TOWNSEND: …exceed the quality of just about any other country in the world, at least for timber buildings. And so there’s really no reason that they should drop in value and be demolished.

So there’s no reason – except, maybe, fear of earthquakes, as rational or otherwise as that fear might be:

TOWNSEND: I really feel that the risk of earthquakes to single-family homes is very much overstated, and it’s partly a way that housing companies, house builders, market their houses by instilling, effectively instilling fear within their prospective customers by making so much of seismic technology, most of which is redundant. By the time that you have skinned a house with structural plywood, it’s sufficiently cross-braced to sustain an earthquake.

So think about this for a minute. If you buy a house, and you knock it down to build a new one because you think the old one isn’t safe – and if you know that the people who eventually buy that house from you will do the same … how much money and time do you think you’ll invest in taking care of your house? Richard Koo calls this the vicious cycle of the Japanese housing market:

KOO: Maybe they will keep their rooms tidy and clean, but externally, I mean once the house is built it’s never repainted again and a lot of external things are allowed to dilapidate, deteriorate, and then 20 years, 30 years the whole thing is torn down and another one is built in its place. So it’s kind of a vicious cycle, right? If you expect the house to last only 20, 30 years you’re not going to put much into maintenance. And as a result, the house really lasts only 20, 30 years.

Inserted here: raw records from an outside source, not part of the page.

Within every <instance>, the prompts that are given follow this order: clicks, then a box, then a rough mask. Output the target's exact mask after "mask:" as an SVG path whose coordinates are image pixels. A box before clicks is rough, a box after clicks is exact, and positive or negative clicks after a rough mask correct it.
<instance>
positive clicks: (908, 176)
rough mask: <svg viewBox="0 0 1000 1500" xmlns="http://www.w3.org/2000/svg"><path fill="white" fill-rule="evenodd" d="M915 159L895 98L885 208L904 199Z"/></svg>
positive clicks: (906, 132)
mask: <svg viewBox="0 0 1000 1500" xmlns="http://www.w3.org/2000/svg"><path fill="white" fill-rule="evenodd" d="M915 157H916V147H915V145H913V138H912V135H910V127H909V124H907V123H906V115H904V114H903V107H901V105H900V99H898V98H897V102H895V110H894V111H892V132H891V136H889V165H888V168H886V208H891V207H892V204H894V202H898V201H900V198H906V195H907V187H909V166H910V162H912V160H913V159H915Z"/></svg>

Alastair Townsend has seen this same lack of maintenance.

TOWNSEND: That’s nowhere near as developed as in the U.S. where you have massive stores like Home Depot and Lowe’s where people can go and buy every part of the house. And it seems like many people in America are confident to build an extension onto their home, or finish the basement, or remodel a room. In Japan that really just doesn’t happen because part of that is there isn’t an incentive to maintain the house.

All right, so we’ve identified at least what seem to be several legitimate reasons why Japanese houses don’t hold their value over time. You might just say that – well, things are different in Japan; it’s not necessarily worse. But Richard Koo disagrees. A few years back, he co-authored a paper called “Obstacles to Affluence: Thoughts on Japanese Housing.” The paper argued that the habit of treating homes as disposable is extraordinarily wasteful and that it has contributed to Japan’s long economic slump.

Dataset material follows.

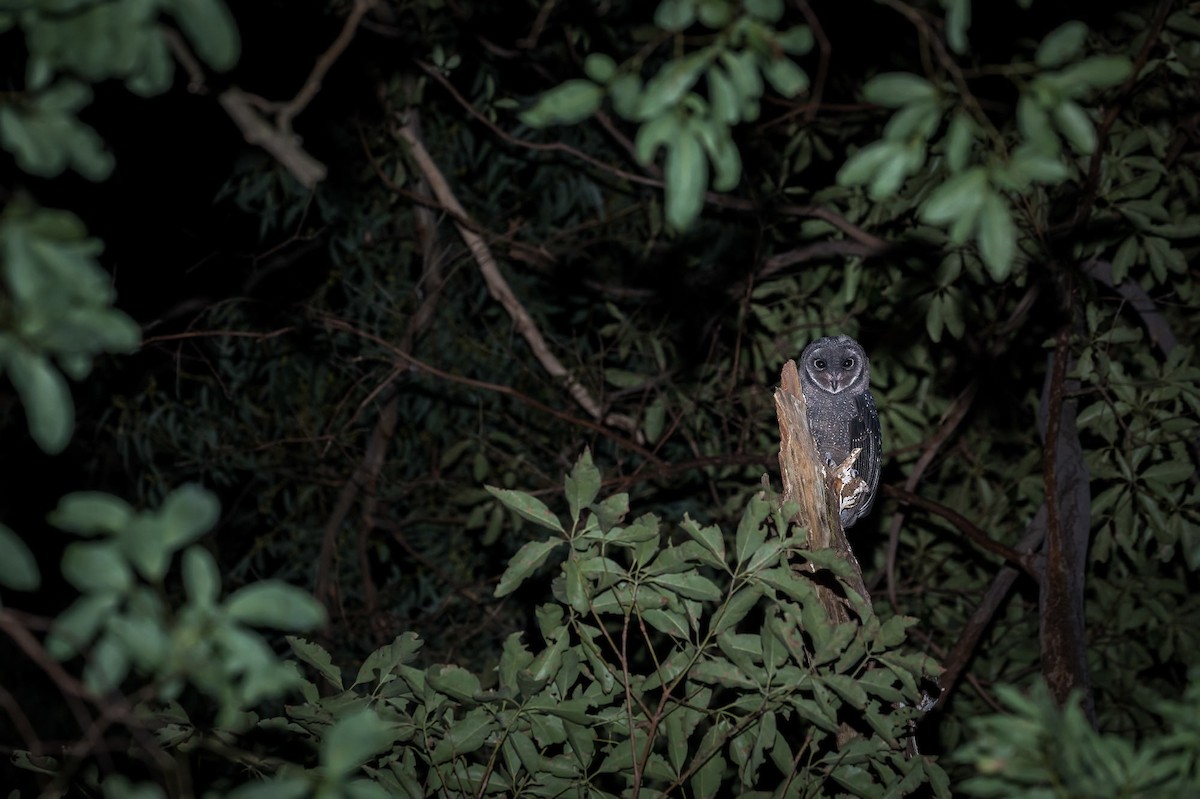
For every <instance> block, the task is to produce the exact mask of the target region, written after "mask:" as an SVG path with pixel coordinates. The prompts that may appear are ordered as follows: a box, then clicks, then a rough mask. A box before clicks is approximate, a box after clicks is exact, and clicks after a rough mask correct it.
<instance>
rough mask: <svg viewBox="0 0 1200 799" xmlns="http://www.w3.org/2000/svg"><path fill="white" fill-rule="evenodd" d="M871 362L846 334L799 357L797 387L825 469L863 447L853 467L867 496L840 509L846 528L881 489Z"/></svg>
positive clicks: (863, 352)
mask: <svg viewBox="0 0 1200 799" xmlns="http://www.w3.org/2000/svg"><path fill="white" fill-rule="evenodd" d="M869 366H870V364H869V362H868V360H866V353H865V352H863V348H862V346H859V343H858V342H857V341H854V340H853V338H851V337H850V336H832V337H828V338H818V340H816V341H815V342H812V343H811V344H809V346H808V347H805V348H804V353H803V354H802V355H800V370H799V372H800V388H802V390H803V391H804V399H805V402H806V403H808V407H809V427H810V429H811V432H812V438H814V440H815V441H816V445H817V452H818V453H820V455H821V457H822V458H824V462H826V465H828V467H830V468H835V467H838V465H839V464H841V463H842V462H844V461H845V459H846V458H847V457H848V456H850V453H851V452H852V451H853V450H856V449H859V447H862V452H860V453H859V455H858V459H857V461H856V462H854V469H856V470H857V471H858V476H859V477H860V479H862V480H863V485H864V486H865V493H864V494H863V495H860V497H859V498H858V500H857V503H856V504H854V505H853V506H852V507H844V509H842V511H841V525H842V527H844V528H846V527H850V525H851V524H853V523H854V522H857V521H858V519H859V518H862V517H863V516H866V515H868V513H869V512H870V511H871V505H872V504H875V493H876V489H877V488H878V485H880V461H881V459H882V457H883V435H882V433H881V432H880V414H878V410H876V408H875V397H872V396H871V391H870V386H871V380H870V370H869Z"/></svg>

KOO: So you tear down the building, you build another one, then you tear down the building, and you keep on building another one, you’re not building wealth on top of wealth. It’s a very poor investment. Compared to Americans or Europeans, or even other Asian countries where people are building wealth on top of wealth because your house is a capital good. And if you do a certain amount of maintenance you can expect to sell the house at a higher price. But in the Japanese case once you expect to sell it you expect to sell at a lower price 10 or 15 years later. And that’s no way to build an affluent society.

So we’ve come full circle. At the beginning of this story, when we heard about the huge demand in Japan for new houses, and architects, we might have assumed an economic boom was the cause. But not only isn’t there a boom. The ongoing slump – at least according to Richard Koo – may have been caused in part by Japanese attitudes toward the housing market. Now, if you’re an American or a Brit who suffered during the housing hysteria of the past decade or so, the idea of not locking up all your wealth in a house might be appealing. But the opposite of hysteria is not necessarily Utopia. It may in fact be its own sort of madness – which Alastair Townsend, even after six years in Japan, still can’t comprehend.

TOWNSEND: Ok, it’s one thing if it’s about, I don’t know, buying shampoo—but it’s not. This is like people’s biggest investment in their lives, and the Japanese are basically throwing it all away.